- 著者
-
相馬 尚之
- 出版者
- 日本科学史学会
- 雑誌
- 科学史研究 (ISSN:21887535)
- 巻号頁・発行日
- vol.59, no.296, pp.311-326, 2020 (Released:2021-10-06)
This paper discusses the significance of the novels included in the German author Hanns Heinz Ewersʼ (1871–1943) popular science book Ameisen (The Ants, 1925). After World War I, the destruction of the existing social norms led scientists and novelists to engage in the research of social insects. Ewers, a best-selling author during the period from the end of the nineteenth century to the interwar period, wrote a book about ants to criticize modern science, which had become so professionalized and jargon-laden that laypeople did not understand it.
The peculiarity of Ewersʼ work lies in three "myrmecomorphic" novels that transplanted the behaviors of ants into human society. This paper focuses on two of those three novels, Jungfernzeugung? (Parthenogenesis) and Armer Freddy (Poor Freddy), and clarifies how these fantasy novels function as satire on scientists. In Jungfernzeugung?, for example, Ewers mixed a traditional motif and the newest scientific accomplishment: succubus and parthenogenesis in sea urchins. Through this mixture of literary and scientific imaginations, he attached a (pseudo-)scientific explanation to the old myth and strong suspicion to the exactness of science.

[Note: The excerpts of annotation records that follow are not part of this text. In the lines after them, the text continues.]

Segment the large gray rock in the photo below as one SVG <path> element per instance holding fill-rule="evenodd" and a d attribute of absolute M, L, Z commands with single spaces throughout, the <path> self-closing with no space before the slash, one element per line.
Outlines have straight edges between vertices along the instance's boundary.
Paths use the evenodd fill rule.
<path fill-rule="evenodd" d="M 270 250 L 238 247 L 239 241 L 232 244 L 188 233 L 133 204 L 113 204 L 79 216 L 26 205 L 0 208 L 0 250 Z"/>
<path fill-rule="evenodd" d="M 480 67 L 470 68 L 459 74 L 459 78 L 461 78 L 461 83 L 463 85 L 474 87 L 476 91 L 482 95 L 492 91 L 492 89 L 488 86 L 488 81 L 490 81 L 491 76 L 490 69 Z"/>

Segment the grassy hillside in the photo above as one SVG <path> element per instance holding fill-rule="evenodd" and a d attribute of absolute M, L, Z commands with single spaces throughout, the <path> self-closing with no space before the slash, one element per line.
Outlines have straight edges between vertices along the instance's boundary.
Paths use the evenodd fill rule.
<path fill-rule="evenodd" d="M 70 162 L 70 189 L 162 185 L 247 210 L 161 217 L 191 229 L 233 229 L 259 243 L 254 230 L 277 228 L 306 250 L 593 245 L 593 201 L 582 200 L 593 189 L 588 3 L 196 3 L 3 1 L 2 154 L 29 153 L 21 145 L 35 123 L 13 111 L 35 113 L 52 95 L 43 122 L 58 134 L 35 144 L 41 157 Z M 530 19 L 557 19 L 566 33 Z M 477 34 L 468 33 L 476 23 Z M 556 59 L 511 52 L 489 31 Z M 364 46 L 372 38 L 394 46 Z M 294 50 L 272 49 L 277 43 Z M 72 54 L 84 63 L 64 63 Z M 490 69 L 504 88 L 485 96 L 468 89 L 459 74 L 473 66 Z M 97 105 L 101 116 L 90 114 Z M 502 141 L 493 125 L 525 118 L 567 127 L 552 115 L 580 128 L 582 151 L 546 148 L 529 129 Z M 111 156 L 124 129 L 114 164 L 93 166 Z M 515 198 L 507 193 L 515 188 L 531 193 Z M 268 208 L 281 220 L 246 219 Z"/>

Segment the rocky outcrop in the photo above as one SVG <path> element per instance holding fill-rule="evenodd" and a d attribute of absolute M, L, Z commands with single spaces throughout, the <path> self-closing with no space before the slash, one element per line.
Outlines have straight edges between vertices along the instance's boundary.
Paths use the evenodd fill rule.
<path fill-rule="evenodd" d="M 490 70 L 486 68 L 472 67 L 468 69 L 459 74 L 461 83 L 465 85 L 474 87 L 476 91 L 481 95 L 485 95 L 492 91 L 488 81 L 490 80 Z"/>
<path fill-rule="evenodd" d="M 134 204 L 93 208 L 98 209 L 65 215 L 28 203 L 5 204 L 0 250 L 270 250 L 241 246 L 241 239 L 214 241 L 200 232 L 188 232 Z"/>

Ewersʼ myrmecomorphism not only satisfied the curiosity of the masses but also exposed how the latest study of biology was full of analogical thoughts and social ideologies. Through its excessive obscenity and curious resonances, which aligned with the trend in biologism-especially with the scientific worldview expressed by monists like Ernst Haeckel (1834–1919)-Ewersʼ myrmecomorphism revealed the hidden cultural aspects, such as misogyny and homophobia, in exact natural science.